Street signs in English and Gaelic and a bilingual council logo are part of a comprehensive Gaelic Language Plan to go before Angus councillors next week.
The document, which the local authority is required by law to produce, will cover the period from 2019 to 2024.
It makes the point that the history of Gaelic in Angus runs from around the 8th Century, and it survived as the spoken language of the county until it was “probably superseded” by Scots by the 13th Century.
The 2001 Census found 0.45%of the residents in the Angus Council area were Gaelic speakers, but this had fallen to 0.37% in 2011.
Currently, there is no pre-school provision in Gaelic.
However, the Angus Gaelic medium class at Whitehills Primary School had seven pupils during the academic school year 2018-2019.
The local authority has been unable to recruit secondary school Gaelic teachers, despite several attempts, although secondary school pupils can attend Whitehills once per week, where the Gaelic teacher runs sessions with them.

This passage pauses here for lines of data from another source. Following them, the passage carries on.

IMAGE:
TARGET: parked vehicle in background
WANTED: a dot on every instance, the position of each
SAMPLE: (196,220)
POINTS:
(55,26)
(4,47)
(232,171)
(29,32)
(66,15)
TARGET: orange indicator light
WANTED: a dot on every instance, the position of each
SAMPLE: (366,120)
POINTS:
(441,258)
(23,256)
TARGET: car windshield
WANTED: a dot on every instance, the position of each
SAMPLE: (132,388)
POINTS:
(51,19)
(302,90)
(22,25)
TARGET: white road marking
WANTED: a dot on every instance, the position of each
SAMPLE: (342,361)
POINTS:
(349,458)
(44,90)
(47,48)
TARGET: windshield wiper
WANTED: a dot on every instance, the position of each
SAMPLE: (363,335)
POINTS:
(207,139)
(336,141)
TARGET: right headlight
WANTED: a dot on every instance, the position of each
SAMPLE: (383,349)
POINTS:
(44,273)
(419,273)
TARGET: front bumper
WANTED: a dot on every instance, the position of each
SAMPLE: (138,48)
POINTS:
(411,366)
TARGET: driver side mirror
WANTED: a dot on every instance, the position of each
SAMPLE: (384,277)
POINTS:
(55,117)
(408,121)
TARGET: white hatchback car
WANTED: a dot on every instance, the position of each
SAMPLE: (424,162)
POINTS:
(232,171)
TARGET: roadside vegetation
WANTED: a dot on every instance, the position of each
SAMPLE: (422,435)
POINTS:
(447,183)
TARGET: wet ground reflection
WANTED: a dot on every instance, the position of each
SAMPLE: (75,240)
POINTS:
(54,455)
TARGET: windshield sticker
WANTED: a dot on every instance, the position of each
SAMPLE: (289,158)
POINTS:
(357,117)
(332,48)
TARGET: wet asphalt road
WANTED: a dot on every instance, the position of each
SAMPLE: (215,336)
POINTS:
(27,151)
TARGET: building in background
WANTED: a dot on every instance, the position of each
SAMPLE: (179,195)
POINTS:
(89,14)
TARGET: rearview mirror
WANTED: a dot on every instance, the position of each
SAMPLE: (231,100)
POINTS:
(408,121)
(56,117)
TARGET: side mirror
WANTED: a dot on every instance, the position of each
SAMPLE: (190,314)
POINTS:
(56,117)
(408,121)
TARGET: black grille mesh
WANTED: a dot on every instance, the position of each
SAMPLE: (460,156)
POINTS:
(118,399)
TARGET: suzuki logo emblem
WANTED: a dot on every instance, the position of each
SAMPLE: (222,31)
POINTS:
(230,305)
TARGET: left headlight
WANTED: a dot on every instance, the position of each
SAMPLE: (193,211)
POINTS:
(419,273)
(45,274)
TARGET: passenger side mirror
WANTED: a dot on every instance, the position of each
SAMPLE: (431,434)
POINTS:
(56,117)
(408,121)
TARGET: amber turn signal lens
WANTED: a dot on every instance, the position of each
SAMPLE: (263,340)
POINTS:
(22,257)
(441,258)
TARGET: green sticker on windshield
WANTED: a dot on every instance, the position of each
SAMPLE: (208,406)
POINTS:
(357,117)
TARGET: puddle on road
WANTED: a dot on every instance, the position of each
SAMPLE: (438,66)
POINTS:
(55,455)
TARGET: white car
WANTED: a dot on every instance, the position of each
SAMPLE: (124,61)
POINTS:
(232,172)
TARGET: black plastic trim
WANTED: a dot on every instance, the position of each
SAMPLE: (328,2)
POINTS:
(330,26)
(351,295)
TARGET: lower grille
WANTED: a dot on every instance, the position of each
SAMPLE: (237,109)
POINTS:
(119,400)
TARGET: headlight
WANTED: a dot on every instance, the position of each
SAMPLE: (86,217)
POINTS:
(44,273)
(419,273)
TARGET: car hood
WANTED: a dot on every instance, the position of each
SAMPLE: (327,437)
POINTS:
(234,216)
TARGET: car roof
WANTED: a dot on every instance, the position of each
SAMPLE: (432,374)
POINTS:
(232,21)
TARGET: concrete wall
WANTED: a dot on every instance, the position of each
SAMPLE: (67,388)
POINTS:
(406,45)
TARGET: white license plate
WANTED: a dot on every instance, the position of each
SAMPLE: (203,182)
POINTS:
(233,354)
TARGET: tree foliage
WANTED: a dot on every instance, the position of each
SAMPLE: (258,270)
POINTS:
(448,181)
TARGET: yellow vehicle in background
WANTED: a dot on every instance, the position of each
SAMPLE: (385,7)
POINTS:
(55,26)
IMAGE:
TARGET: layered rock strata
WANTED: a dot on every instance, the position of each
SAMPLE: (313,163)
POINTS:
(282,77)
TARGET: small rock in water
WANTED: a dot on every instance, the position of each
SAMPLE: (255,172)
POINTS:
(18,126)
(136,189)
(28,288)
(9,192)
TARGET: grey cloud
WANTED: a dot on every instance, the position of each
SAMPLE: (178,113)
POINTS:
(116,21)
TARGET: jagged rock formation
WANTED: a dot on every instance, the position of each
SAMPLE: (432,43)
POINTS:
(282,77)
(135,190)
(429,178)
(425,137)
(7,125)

The raft of proposals being put to councillors on the policy and resources committee includes revising the procedure for naming streets in new developments.
Developers may be asked to make name plates bilingual and the council will increase the number of front line council staff who can speak Gaelic.
Gaelic greetings on council automated systems or answering machines could also be introduced.
Forfar and District Conservative Councillor Braden Davy gave a cautious welcome to the plans.
He said: “Gaelic is a language which should be preserved and protected, but this should be done reasonably and at low cost.
“At a time of drastic cuts to council budgets, you have to wonder whether the Angus public would consider this a priority for additional investment in an area which historically spoke Scots, not Gaelic.
“Taxpayers will rightly be concerned over resources being spent changing the council logo, putting Gaelic onto council cars and changing over street signs.
“It also poses concerns that from 2019 the council may be required to spend money translating into Gaelic, responding to letters in Gaelic, and providing Gaelic automatic replies. Not to mention, by 2023 and 2024 it aims to create systems for responding to forms in Gaelic, all at an additional cost to the Angus taxpayer.
“However this is forced upon local authorities by the Scottish Government, it remains to be seen whether there is appetite for this from the Angus public.”